Sens. Max Baucus and Jon Tester, both D-Mont., praised the bill for protecting rural post offices. Amendments included in the bill would place a one-year moratorium on closing post offices that are more than 10 miles from other post offices. In Montana, almost all of the 85 post offices slated for closure would qualify to remain open under that criteria.
“Montanans won a hard fought victory in our ongoing battle to make sure rural America is not unfairly targeted by postal reform,” said Baucus, who brought the postmaster general to listening sessions in Montana earlier this month.
Tester successfully proposed an amendment that would cut the salary of the postmaster general in half.
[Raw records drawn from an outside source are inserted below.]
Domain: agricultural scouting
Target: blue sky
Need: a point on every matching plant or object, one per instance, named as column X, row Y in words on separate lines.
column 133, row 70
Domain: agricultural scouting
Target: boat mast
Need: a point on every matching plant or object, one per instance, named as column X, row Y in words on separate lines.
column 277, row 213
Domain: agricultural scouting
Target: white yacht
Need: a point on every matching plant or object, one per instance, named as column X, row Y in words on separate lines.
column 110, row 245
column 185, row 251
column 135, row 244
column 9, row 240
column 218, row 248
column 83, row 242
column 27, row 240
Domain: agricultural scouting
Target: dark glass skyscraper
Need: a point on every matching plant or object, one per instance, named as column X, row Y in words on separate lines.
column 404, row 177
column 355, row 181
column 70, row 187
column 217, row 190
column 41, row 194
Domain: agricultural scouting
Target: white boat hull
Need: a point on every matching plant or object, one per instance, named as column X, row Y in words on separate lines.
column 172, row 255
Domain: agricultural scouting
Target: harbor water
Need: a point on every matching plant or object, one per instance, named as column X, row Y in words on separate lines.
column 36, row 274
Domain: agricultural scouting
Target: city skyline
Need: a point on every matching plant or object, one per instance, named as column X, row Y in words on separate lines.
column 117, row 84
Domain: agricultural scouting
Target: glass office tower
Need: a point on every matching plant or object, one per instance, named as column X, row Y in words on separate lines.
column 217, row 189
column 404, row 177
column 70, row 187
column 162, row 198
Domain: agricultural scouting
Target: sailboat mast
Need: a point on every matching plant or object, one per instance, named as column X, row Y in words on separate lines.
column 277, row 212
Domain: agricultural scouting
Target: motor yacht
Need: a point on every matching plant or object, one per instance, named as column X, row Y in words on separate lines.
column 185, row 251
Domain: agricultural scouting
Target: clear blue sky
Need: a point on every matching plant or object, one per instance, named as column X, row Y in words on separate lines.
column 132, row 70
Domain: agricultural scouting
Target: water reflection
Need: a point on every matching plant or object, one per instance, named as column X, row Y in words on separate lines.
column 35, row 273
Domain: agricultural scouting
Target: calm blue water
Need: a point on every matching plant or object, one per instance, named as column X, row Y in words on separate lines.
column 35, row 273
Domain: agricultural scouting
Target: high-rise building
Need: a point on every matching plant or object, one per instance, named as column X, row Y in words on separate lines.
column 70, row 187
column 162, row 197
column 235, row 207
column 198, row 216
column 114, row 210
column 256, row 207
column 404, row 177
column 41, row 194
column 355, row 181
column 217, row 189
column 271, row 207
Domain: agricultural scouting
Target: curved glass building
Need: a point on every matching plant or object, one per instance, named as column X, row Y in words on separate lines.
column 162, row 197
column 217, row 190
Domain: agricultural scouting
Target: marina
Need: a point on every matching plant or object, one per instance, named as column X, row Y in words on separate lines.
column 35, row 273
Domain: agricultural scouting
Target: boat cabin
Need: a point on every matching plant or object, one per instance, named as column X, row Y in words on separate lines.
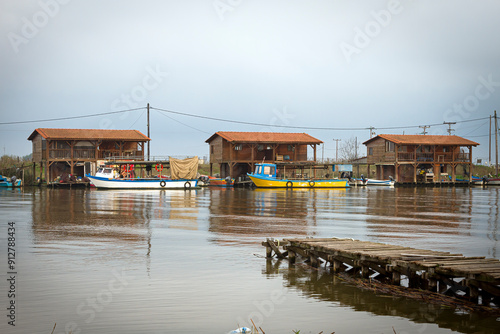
column 268, row 170
column 107, row 172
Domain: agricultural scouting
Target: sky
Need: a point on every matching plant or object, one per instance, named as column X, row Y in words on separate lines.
column 331, row 69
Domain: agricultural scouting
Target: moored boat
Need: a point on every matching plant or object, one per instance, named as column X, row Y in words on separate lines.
column 373, row 182
column 9, row 182
column 182, row 173
column 265, row 177
column 216, row 181
column 141, row 183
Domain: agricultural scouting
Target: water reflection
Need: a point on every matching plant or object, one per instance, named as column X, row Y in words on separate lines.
column 322, row 285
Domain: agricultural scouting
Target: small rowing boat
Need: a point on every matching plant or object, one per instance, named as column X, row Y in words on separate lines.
column 265, row 177
column 373, row 182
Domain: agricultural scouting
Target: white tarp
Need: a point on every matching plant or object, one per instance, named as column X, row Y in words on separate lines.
column 183, row 169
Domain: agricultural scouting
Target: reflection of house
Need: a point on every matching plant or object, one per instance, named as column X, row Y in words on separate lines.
column 238, row 152
column 419, row 158
column 76, row 151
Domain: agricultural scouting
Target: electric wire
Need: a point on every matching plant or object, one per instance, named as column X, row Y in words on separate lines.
column 235, row 121
column 70, row 117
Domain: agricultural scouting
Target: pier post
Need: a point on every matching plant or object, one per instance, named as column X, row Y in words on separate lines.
column 291, row 256
column 396, row 278
column 269, row 250
column 365, row 271
column 432, row 284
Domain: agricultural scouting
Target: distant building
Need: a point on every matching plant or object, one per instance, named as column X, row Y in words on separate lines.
column 77, row 151
column 236, row 153
column 419, row 158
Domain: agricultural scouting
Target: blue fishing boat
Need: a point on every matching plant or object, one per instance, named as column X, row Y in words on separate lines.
column 9, row 183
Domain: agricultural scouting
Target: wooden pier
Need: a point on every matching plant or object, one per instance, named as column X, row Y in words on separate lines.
column 475, row 278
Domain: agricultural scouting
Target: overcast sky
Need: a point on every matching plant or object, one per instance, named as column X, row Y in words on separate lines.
column 317, row 63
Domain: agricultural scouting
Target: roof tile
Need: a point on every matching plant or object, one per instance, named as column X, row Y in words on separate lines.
column 89, row 134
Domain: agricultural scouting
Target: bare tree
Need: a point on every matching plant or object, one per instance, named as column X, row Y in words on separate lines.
column 348, row 150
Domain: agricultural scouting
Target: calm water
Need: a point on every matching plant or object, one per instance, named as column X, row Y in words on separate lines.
column 191, row 262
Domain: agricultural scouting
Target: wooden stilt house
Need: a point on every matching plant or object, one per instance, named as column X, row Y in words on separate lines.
column 420, row 158
column 236, row 153
column 77, row 151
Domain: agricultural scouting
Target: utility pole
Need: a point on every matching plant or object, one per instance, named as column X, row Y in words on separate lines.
column 337, row 150
column 149, row 141
column 424, row 127
column 489, row 156
column 372, row 133
column 496, row 143
column 449, row 127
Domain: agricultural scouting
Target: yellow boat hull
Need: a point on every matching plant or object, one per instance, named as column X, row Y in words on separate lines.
column 264, row 182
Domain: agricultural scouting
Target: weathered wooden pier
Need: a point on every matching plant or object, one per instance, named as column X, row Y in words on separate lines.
column 475, row 278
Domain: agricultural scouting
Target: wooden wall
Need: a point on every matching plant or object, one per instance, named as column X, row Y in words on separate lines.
column 221, row 150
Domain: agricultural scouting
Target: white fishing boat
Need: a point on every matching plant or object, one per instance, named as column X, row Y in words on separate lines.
column 183, row 173
column 142, row 183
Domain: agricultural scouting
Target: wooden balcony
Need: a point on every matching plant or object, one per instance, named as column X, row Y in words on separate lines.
column 432, row 157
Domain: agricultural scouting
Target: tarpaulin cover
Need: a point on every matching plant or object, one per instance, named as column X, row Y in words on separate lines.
column 183, row 169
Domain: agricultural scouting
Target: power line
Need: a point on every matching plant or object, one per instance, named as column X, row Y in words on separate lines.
column 70, row 117
column 186, row 125
column 371, row 128
column 300, row 127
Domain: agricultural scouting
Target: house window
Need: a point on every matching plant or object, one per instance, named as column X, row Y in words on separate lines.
column 389, row 146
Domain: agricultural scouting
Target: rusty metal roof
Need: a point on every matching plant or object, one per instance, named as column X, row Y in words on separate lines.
column 265, row 137
column 89, row 134
column 425, row 140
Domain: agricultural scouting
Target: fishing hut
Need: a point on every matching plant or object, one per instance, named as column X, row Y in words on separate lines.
column 72, row 153
column 236, row 153
column 420, row 159
column 476, row 279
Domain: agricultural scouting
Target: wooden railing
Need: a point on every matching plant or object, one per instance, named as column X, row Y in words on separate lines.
column 433, row 157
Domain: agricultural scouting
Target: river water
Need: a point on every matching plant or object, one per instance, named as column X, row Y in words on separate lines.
column 94, row 261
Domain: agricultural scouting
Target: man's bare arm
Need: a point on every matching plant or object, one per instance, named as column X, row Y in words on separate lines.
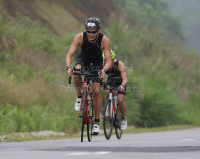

The postmaster general makes about $400,000 per year in salary and benefits, which is more than Cabinet secretaries make.
“To be fair, everybody needs to feel the pain,” Tester said on the Senate floor. “The postmaster is an important job but so is the secretary of defense. I don’t think we should be paying him more than we pay our Cabinet secretaries.”
The postal bill is pending in the U.S. House, where passage is uncertain.
The postal service announced in February that 223 mail processing facilities had been designated for closure or consolidation as part of a plan to save $22.5 billion by 2016.
Additionally, it has proposed eliminating Saturday mail and cutting about 220,000 jobs.
To avert the closure or consolidation of postal centers, a bill must be signed into law by the president by May 15, when a moratorium on USPS closures will be lifted.